O abandono do Engenho Boa Vista, em Paraty

Por Frederico Füllgraf

O abandono do Engenho Boa Vista, em Paraty

Pérola da história brasileira, mas também da Literatura Universal, virtualmente desconhecida da maioria dos brasileiros, é a referência à casa de infância, em Paraty, de Julia Bruhns da Silva, mãe dos escritores alemães, Heinrich e Thomas Mann (Prêmio Nobel de Literatura, em 1929, pela saga familiar “Buddenbrooks”).

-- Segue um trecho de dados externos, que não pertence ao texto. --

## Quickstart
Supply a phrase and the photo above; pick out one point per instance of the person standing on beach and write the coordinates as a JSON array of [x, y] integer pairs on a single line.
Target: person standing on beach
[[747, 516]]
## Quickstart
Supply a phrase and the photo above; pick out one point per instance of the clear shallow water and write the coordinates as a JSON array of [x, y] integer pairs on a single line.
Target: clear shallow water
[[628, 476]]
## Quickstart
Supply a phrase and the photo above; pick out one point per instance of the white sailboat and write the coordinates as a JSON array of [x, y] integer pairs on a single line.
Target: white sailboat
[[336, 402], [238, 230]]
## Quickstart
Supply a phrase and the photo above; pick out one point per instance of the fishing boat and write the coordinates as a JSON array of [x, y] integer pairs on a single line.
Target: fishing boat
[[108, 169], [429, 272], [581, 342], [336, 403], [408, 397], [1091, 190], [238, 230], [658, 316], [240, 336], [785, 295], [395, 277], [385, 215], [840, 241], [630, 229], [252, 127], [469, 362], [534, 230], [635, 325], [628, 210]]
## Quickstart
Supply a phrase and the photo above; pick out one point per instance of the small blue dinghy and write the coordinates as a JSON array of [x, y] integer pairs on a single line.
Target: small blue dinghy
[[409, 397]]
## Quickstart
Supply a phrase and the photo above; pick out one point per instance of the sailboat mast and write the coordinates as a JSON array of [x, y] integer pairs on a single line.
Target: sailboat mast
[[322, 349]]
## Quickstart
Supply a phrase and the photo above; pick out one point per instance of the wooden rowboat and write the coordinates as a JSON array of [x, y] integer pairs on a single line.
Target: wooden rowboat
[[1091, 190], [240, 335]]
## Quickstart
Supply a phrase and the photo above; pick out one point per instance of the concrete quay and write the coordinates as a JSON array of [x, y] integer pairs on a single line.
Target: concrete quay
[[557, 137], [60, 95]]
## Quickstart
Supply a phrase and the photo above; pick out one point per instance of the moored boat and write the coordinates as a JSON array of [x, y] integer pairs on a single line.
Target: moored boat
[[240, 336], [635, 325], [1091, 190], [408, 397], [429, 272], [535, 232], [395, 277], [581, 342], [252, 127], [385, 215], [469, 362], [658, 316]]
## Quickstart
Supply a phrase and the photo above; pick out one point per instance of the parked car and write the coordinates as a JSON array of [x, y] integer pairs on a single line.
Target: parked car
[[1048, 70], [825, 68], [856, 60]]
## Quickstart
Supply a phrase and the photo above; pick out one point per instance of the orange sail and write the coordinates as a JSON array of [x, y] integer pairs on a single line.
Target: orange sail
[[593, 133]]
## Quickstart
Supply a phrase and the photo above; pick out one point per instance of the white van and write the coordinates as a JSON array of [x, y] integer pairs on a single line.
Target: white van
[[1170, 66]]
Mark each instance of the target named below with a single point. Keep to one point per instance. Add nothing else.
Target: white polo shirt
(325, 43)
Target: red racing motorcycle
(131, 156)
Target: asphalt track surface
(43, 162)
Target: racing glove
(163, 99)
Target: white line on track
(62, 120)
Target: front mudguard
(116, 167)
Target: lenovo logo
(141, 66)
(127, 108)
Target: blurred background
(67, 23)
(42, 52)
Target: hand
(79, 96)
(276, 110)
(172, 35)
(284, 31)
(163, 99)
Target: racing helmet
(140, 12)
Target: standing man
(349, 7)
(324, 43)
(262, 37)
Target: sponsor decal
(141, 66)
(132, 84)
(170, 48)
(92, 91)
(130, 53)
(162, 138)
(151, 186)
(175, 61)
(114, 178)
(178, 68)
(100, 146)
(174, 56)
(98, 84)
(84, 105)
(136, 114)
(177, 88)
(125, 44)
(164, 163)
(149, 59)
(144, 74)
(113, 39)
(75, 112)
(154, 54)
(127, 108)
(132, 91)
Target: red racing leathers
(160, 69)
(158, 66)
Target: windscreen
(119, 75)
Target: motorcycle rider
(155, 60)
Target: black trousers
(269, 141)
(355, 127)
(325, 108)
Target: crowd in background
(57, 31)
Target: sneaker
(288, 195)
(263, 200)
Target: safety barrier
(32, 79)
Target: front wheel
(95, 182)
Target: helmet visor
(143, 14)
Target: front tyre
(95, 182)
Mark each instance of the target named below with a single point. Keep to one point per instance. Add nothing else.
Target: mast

Mais conhecida na região de Paraty como Engenho Boa Vista, sua velha Casa Grande, erguida no séc. 18 e há algumas décadas cercada de marinas luxuosas, encontra-se em calamitoso estado de conservação (telhado invadido pelo mato, paredes agredidas por mofo, madeirame de sustentação apodrecido, cipós, a jubilosa jungla, enfim, infiltrando-se pelas frestas) e ameaçada de demolição.

A crônica do descaso anunciado é antiga, dado que a propriedade mudou de donos muitas vezes no decorrer das últimas décadas, envolvendo os mais desencontrados interesses, mas voltou a ser alardeada com uma corajosa reportagem de Raquel Cozer, do Estadão, durante a realização da FLIP-Feira de Literatura de Paraty de 2011.

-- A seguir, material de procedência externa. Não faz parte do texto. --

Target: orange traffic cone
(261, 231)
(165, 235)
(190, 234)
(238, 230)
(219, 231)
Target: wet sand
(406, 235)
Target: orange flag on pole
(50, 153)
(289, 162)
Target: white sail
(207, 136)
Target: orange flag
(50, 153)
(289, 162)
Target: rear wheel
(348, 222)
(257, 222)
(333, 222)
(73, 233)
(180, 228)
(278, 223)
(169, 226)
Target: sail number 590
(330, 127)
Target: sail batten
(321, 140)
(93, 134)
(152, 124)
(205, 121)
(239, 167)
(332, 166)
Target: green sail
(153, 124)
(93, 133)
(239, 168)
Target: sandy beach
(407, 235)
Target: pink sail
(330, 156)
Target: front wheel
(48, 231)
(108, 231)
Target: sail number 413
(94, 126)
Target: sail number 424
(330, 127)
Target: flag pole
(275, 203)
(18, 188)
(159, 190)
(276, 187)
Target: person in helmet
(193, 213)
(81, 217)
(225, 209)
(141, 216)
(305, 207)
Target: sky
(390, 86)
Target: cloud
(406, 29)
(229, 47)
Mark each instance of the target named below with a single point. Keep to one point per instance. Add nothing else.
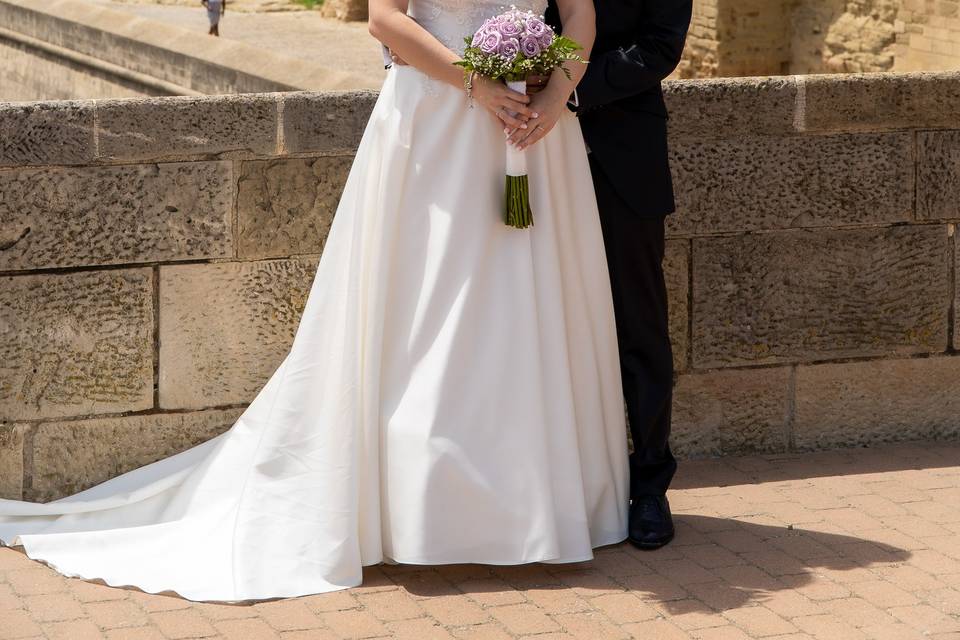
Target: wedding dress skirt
(452, 394)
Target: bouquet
(510, 47)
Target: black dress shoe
(651, 525)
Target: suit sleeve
(651, 57)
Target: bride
(452, 394)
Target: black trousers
(635, 247)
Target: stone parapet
(156, 254)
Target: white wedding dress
(452, 394)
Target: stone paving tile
(843, 545)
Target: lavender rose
(491, 41)
(509, 48)
(536, 27)
(530, 47)
(509, 26)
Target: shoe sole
(650, 546)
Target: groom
(624, 120)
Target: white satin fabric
(452, 394)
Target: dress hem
(296, 594)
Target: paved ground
(835, 546)
(346, 46)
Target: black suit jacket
(621, 107)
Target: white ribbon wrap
(516, 160)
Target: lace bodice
(450, 21)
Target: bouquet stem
(518, 214)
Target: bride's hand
(500, 100)
(549, 106)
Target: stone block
(39, 133)
(938, 175)
(877, 101)
(862, 403)
(77, 216)
(731, 107)
(178, 128)
(731, 412)
(676, 272)
(347, 10)
(76, 343)
(75, 455)
(754, 183)
(225, 328)
(11, 460)
(797, 296)
(331, 122)
(285, 207)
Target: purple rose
(509, 48)
(491, 41)
(509, 27)
(530, 47)
(535, 27)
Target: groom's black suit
(624, 122)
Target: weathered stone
(76, 344)
(731, 107)
(46, 133)
(938, 175)
(31, 74)
(802, 295)
(345, 9)
(59, 217)
(676, 272)
(330, 122)
(11, 460)
(165, 128)
(731, 412)
(225, 328)
(75, 455)
(802, 181)
(860, 403)
(285, 207)
(877, 101)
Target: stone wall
(751, 37)
(156, 254)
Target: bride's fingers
(535, 134)
(511, 122)
(522, 110)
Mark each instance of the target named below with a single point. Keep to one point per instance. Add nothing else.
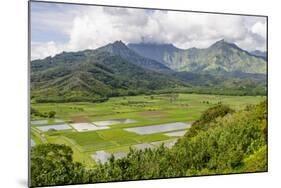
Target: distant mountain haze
(221, 57)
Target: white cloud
(92, 27)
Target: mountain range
(117, 69)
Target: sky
(66, 27)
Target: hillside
(221, 57)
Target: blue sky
(66, 27)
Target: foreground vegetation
(145, 109)
(221, 141)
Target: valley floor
(96, 130)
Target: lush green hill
(116, 70)
(221, 57)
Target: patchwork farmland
(96, 130)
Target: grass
(146, 110)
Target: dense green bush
(227, 142)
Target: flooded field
(81, 127)
(114, 121)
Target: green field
(145, 110)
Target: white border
(13, 157)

Os Mann com um pé no Brasil

Julia da Silva Bruhns (1851-1923) era filha do imigrante e fazendeiro alemão, Johann Ludwig Herrman Bruhns – natural da cidade portuária de Lübeck e dono de plantações de açúcar, ao longo do que hoje é a Rio-Santos – e da brasileira, Maria Luisa da Silva, filha de um português e uma índia.

O casal Bruhns-da Silva mudou várias vezes de domicílio e Julia nascera durante uma mudança de Angra dos Reis para Paraty. Cinco anos após o nascimento de Julia, Johann Ludwig Bruhns, apodado de “seu Luís” pelos nativos da região, perdeu a esposa em um momento em que a pequena Julia não falava ainda uma palavra sequer em alemão. Isto foi em 1856 e, um ano depois, Bruhns, viúvo e ocupado com seus negócios, decidiu que seria prudente enviar os cinco filhos que tivera com Maria Luisa, para a Alemanha. Instalados os filhos, Bruhns regressou ao Brasil. Até aos catorze anos, Julia da Silva Bruhns viveria num pensionato para moças.

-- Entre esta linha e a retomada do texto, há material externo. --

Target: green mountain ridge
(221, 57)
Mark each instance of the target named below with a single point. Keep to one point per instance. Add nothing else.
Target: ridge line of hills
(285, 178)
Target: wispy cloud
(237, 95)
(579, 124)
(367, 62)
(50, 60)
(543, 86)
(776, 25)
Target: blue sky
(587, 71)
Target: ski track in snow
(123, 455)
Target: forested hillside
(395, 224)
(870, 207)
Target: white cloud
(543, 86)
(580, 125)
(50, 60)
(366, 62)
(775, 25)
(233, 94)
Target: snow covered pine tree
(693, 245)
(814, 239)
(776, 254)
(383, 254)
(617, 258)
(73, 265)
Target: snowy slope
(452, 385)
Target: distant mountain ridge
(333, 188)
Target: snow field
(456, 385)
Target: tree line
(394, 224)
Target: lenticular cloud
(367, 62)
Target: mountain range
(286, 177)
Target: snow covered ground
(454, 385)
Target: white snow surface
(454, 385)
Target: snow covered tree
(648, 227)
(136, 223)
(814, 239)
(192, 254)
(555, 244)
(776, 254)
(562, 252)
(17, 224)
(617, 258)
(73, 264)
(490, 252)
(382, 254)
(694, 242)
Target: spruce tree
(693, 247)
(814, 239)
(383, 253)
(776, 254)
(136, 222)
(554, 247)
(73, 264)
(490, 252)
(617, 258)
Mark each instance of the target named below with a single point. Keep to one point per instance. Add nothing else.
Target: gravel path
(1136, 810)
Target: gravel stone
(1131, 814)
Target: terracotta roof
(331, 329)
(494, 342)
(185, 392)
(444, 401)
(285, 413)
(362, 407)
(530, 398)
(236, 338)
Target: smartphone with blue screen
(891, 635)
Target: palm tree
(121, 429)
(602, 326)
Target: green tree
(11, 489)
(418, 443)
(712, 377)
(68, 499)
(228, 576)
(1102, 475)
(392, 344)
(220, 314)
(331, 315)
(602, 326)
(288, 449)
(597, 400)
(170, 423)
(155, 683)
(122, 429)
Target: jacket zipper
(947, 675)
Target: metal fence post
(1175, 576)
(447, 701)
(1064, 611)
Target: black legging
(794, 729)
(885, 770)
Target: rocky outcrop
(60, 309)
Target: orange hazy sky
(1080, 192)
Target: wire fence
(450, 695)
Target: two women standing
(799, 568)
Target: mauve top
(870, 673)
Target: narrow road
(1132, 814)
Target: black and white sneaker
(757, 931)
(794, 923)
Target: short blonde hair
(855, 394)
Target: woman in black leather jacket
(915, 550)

O “exílio” da borboleta sedutora, que tanto desestabiliza quanto redime…”

Assim começa a saga dos Mann em Lübeck, onde há mais de dez anos decidiu fixar-se com seu ateliê, outro Prêmio Nobel da Literatura, o escritor Günter Grass (O Linguado). Aos dezessete anos, Julia casou-se em Lübeck com Thomas Johann Heinrich Mann (1840-1891), comerciante rico e Senador da cidade nórdica e personagem inspirador dos “Buddenbrooks”. Ventre fecundo, Julia também deu à luz cinco filhos: Heinrich, Thomas, Elisabeth Terese, Augusta e Viktor Mann.

Em 1891, o Senador Mann faleceu e Julia estava viúva aos quarenta anos de idade. Do norte ventisqueiro, mudou-se para Munique com os cinco filhos.

Referida sempre como uma “moça do sul”, em alusão ao seu sangue cinquenta por cento latino e indígena, mas também como narradora de crônicas nativas de Paraty e seus arredores (Aus Dodos Kinderheit – Da infância de Dodô, publicado apenas em 1958 e ainda inédito em português) que os filhos ouviam, estupefatos, Julia foi sem dúvida musa inspiradora das obras de Heinrich e Thomas: a personagem Gerda Arnoldsen em Buddenbrocks, a Senadora Rodde em Doutor Fausto, a Mãe Consuelo, em Tônio Kröger e, finalmente, a mãe de Gustav von Aschenbach, principal protagonista de Morte em Veneza; todos de autoria de Thomas Mann.

Já Heinrich Mann, também autor do célebre romance, Professor Unrat (1904) – crônica ácida da hipócrita moral burguesa, da qual é personagem o mentor da bailarina em O Anjo Azul (1930), adaptada para o cinema por Josef Von Sternberg e protagonizada por Marlene Dietrich e suas belas pernas -, contava que sua mãe nascera no meio do mato e que sua avó materna não sobrevivera seu sexto parto. Em Entre Raças– onde raça é referência a fenótipo, sem qualquer conotação chauvinista –  o enredo de Heinrich Mann se confunde largamente com a história da mãe, sob o pseudônimo Lola.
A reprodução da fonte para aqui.